Let's see who will put the MLB's decision to allow nicknames on jerseys for one weekend to good use
In the ever-evolving sports landscape, we are beginning to see more leagues willing to adapt with the times, change the old guard, cater to the millennials, if you will.
NFL Commissioner Roger Goodell is lightening up on touchdown celebrations, the NHL adopted an increasingly annoying replay system just two years ago. Hell, even the USGA is making changes!
Then there is the MLB, widely regarded as our "national pastime," and thus still stuck in the 1960s. But Rob Manfred, commissioner since 2015, is working to change that. A few rules tweaks are already in place, and the latest move involves an ease up on uniform rules. For one weekend in August called Players Weekend, the players will be allowed to put nicknames on the back of their jerseys, XFL-style. They will also be permitted to wear fluorescent-colored shoes and personalize a patch paying tribute to someone instrumental in their development.
The move is reminiscent of one the NBA tried in 2014, when the league allowed the Miami Heat and Brooklyn Nets to put the nicknames on the back of their jerseys during a game, and it produced these gems.
That got us wondering, who will put it to good use in the MLB on Players Weekend (Aug. 25-27)?
As of now, there isn't a better and more fitting nickname than Syndergaard's "Thor" in the entire league. The hair, the flame throwing arm, and, above all, the willingness to play the role. The only question is, will Thor be back to don the name on the jersey? The Mets pitcher is still on the mend, and would be sorely missed on the road in Washington that weekend.
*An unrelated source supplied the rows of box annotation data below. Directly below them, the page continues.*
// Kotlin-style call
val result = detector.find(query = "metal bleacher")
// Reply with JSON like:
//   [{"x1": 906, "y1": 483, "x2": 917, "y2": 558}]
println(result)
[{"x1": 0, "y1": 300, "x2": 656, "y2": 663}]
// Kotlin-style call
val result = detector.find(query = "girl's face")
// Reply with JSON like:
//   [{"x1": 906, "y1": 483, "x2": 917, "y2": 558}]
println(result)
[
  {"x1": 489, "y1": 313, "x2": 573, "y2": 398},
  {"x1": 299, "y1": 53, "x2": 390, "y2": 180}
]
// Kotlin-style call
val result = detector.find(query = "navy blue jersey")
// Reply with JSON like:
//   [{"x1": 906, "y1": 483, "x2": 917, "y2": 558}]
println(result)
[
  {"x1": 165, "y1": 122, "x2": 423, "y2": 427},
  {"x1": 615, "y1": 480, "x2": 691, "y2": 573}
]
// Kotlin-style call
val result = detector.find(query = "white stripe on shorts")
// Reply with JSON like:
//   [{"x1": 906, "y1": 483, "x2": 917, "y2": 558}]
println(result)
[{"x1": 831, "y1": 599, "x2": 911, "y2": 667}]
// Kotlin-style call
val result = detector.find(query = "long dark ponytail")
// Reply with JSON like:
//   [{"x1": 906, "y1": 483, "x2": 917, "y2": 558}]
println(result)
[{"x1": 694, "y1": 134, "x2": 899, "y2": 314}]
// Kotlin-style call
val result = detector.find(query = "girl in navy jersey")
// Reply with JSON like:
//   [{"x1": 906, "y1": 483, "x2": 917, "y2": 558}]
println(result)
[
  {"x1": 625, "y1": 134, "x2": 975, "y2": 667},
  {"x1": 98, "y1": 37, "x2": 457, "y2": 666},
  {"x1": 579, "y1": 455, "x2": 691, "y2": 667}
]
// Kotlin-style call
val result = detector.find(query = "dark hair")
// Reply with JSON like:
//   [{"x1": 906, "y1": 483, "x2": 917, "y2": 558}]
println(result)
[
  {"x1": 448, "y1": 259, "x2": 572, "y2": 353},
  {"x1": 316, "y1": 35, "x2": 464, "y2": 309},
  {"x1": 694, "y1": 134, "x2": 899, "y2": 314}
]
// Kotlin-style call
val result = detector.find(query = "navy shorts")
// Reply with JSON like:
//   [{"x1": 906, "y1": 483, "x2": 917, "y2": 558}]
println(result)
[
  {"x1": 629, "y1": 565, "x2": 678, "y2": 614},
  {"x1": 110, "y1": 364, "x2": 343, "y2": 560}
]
Who wouldn't want to see Bautista crush a homer at home against the Twins, viciously flip his bat and start a fight while the back of his jersey says "Joey Bats"? I rest my case.
If you ask a Red Sox fan right now, they don't want to see the "Kung Fu Panda" on the diamond in any game, let alone a potentially crucial late season game at Fenway against the Orioles. But the Panda moniker is just too good to pass up.
Anytime you get nicknamed the King of something (LeBron James, Arnold Palmer), you're doing something right. "King Felix" Hernandez has earned that honor from the second he stepped on the mound as a 19-year-old, and it would look great on the back of his jersey if he gets the start in the Bronx against the Yankees on Players Weekend.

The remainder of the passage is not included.